From that dark cloud comes the brand new book by author and maritime historian Ric Mixter, “Bottled Goodbyes: Final Farewells From Maritime and Aviation Disasters.”

“We do know that this is an act of desperation by sailors that threw it out to hopefully get either rescue or worse, they know that they’re going to be lost and they say their final advice.  Or in many cases there’s ones where they just threw it in a river system and just to say hi or look for a pen pal.”

Like from the SS Benjamin Noble that sank in 1914 in a Lake Superior storm by Knife River, Minnesota. John Eisenhardt was a brand new captain.

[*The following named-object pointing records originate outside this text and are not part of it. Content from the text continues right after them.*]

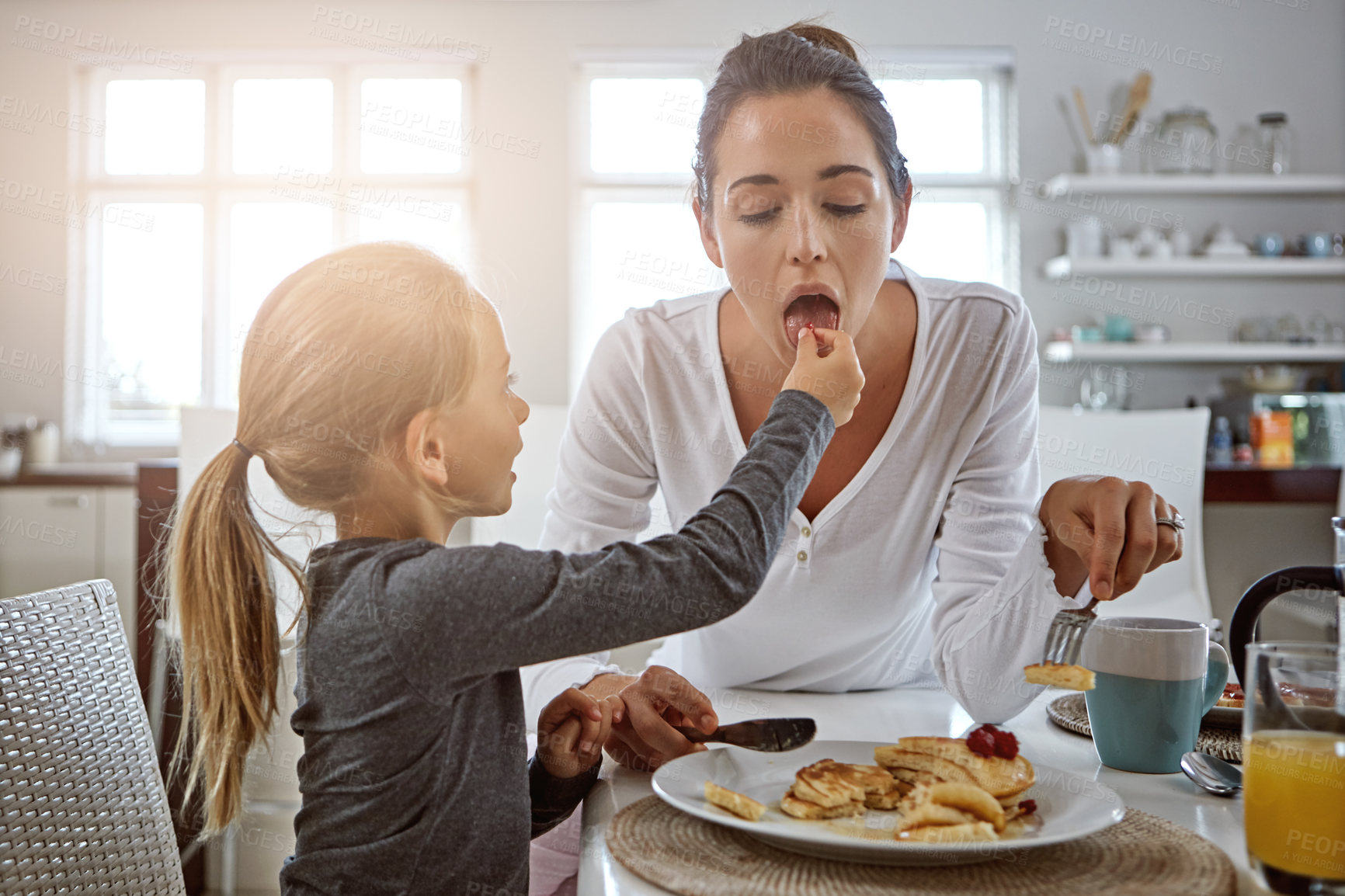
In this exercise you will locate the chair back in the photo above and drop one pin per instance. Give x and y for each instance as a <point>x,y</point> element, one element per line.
<point>82,806</point>
<point>1164,448</point>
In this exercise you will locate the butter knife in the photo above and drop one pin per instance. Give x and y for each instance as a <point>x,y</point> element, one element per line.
<point>767,735</point>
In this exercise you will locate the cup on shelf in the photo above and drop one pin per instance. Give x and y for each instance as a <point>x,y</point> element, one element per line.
<point>1270,245</point>
<point>1319,245</point>
<point>1118,328</point>
<point>1103,159</point>
<point>1084,238</point>
<point>1121,248</point>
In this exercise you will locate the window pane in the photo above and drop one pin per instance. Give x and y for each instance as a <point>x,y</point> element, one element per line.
<point>155,127</point>
<point>436,225</point>
<point>642,252</point>
<point>939,124</point>
<point>948,240</point>
<point>151,308</point>
<point>268,242</point>
<point>643,126</point>
<point>412,126</point>
<point>283,123</point>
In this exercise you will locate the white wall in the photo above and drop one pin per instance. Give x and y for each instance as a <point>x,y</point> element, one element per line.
<point>1271,57</point>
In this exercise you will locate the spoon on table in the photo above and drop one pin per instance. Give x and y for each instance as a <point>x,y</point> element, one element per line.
<point>1212,773</point>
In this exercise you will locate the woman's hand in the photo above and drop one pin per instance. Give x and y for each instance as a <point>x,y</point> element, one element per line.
<point>655,701</point>
<point>1104,529</point>
<point>573,728</point>
<point>828,369</point>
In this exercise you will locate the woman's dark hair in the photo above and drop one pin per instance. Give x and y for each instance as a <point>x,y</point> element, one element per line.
<point>795,60</point>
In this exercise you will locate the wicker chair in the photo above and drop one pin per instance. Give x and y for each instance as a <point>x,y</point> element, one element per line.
<point>82,806</point>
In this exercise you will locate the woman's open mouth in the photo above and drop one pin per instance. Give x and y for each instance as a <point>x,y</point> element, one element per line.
<point>812,310</point>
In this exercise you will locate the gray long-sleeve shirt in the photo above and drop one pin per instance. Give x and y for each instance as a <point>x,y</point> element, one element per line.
<point>415,774</point>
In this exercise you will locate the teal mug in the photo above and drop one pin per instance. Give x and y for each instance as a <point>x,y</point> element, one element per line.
<point>1156,679</point>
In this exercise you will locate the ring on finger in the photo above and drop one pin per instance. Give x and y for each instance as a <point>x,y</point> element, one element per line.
<point>1176,521</point>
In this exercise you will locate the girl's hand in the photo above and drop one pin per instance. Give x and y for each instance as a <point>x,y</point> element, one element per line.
<point>573,728</point>
<point>655,703</point>
<point>1104,529</point>
<point>828,367</point>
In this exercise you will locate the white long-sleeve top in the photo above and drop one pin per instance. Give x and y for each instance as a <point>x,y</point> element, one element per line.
<point>927,568</point>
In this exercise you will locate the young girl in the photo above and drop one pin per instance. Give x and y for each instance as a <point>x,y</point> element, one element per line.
<point>376,387</point>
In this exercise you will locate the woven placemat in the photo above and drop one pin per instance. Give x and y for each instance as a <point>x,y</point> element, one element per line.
<point>1071,714</point>
<point>1141,856</point>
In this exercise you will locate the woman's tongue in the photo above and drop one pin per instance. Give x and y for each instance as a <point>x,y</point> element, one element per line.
<point>812,310</point>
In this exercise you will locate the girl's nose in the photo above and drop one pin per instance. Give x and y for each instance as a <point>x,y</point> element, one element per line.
<point>805,241</point>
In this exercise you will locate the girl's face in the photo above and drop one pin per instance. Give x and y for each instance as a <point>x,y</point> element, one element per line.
<point>481,436</point>
<point>802,218</point>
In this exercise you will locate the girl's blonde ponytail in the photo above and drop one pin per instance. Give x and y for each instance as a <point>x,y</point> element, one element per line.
<point>339,359</point>
<point>225,606</point>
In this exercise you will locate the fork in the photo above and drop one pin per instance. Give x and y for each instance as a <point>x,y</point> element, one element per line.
<point>1065,635</point>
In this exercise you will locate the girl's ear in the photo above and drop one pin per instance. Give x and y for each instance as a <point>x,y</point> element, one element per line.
<point>426,447</point>
<point>707,237</point>
<point>898,222</point>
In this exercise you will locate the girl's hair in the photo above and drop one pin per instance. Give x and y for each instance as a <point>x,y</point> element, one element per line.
<point>795,60</point>
<point>341,357</point>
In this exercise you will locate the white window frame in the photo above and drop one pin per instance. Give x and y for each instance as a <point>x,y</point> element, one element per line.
<point>994,69</point>
<point>992,66</point>
<point>217,189</point>
<point>592,187</point>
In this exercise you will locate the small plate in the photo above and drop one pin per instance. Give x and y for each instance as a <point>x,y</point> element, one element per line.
<point>1071,806</point>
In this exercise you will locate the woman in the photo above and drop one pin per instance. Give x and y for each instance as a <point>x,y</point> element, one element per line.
<point>919,554</point>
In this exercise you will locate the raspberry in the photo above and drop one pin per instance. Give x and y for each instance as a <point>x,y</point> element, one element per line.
<point>982,741</point>
<point>1006,745</point>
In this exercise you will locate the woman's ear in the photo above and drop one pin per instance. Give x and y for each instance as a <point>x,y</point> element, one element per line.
<point>707,237</point>
<point>426,447</point>
<point>898,222</point>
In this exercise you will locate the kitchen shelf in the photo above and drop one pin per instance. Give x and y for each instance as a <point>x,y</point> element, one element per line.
<point>1240,352</point>
<point>1232,185</point>
<point>1063,266</point>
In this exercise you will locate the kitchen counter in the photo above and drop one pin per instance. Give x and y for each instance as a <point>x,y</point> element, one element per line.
<point>887,714</point>
<point>85,475</point>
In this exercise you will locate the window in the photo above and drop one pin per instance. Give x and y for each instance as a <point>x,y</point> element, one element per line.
<point>203,193</point>
<point>635,236</point>
<point>954,121</point>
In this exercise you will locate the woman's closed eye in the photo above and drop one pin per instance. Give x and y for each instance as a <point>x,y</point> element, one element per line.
<point>830,207</point>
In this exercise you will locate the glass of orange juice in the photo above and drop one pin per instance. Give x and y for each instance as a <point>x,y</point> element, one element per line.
<point>1295,767</point>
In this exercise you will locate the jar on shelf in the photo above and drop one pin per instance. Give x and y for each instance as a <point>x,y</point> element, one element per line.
<point>1185,143</point>
<point>1277,143</point>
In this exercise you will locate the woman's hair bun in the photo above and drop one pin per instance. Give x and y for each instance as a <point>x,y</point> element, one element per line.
<point>823,36</point>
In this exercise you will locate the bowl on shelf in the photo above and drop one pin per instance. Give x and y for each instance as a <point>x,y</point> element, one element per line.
<point>1270,377</point>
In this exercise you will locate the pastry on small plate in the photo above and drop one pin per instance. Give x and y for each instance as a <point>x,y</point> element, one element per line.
<point>1060,675</point>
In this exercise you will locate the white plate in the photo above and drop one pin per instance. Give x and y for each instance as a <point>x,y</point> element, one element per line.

“They needed to transport all these different railroad iron across the Great Lakes all the way up to Superior Wisconsin and he didn’t know how much to put on board. He tried to put too much on. It turns out that a guy went to the end of the dock and snapped a picture of the Noble.  As we found out this picture was so foretelling as it was overloaded and it was just decks to the water.”

After the noble sank, with all hands, two different messages came from the doomed vessel.

“There was two different kinds of messages that were came out of that wreck.  One of them basically said that we’re so far off of this River which was probably a fake message because the location.  The other one just said that we are doomed and we’re going down so it was a real nondescript, as many as the bottles are, and sadly as many of the bottles are, they do turn out to be fake.”

Because many of these bottled messages weren’t what they seem.

“I don’t know if that’s people trying to put a good message out to make the family feel better that their loved ones tried to reach out or if it was just to get their name in the newspaper. We really don’t know for sure what the end game is on that, but many of these bottles turn out to be not written by the people that they’re supposed to be written by.”

With so many fake messages out there, one that Ric believes is real is from a man named Christopher Keenan who was on the SS Plymouth that sank during the great storm of 1913.

“Sadly here comes a bottle on shore then says ‘Dear wife and children, we are left here by McKinnon in a huge storm for over 20 hours.’ And at the very end of the story he said, ‘I felt so bad that another man wrote this part for me, Hubble owes me $35, so you can get it.’ So here’s this tragic message from this husband and father to his family and at the very end there’s this part where, oh yeah, by the way, collect this money that’s out there.”

Bottled goodbyes has 23 chapters and takes you on an incredible journey through history.

For me that’s the best if I can bring something new even to a story that’s been told over and over and over again, like the Christmas Tree Ship, if I can bring a new chapter then it’s totally worthwhile.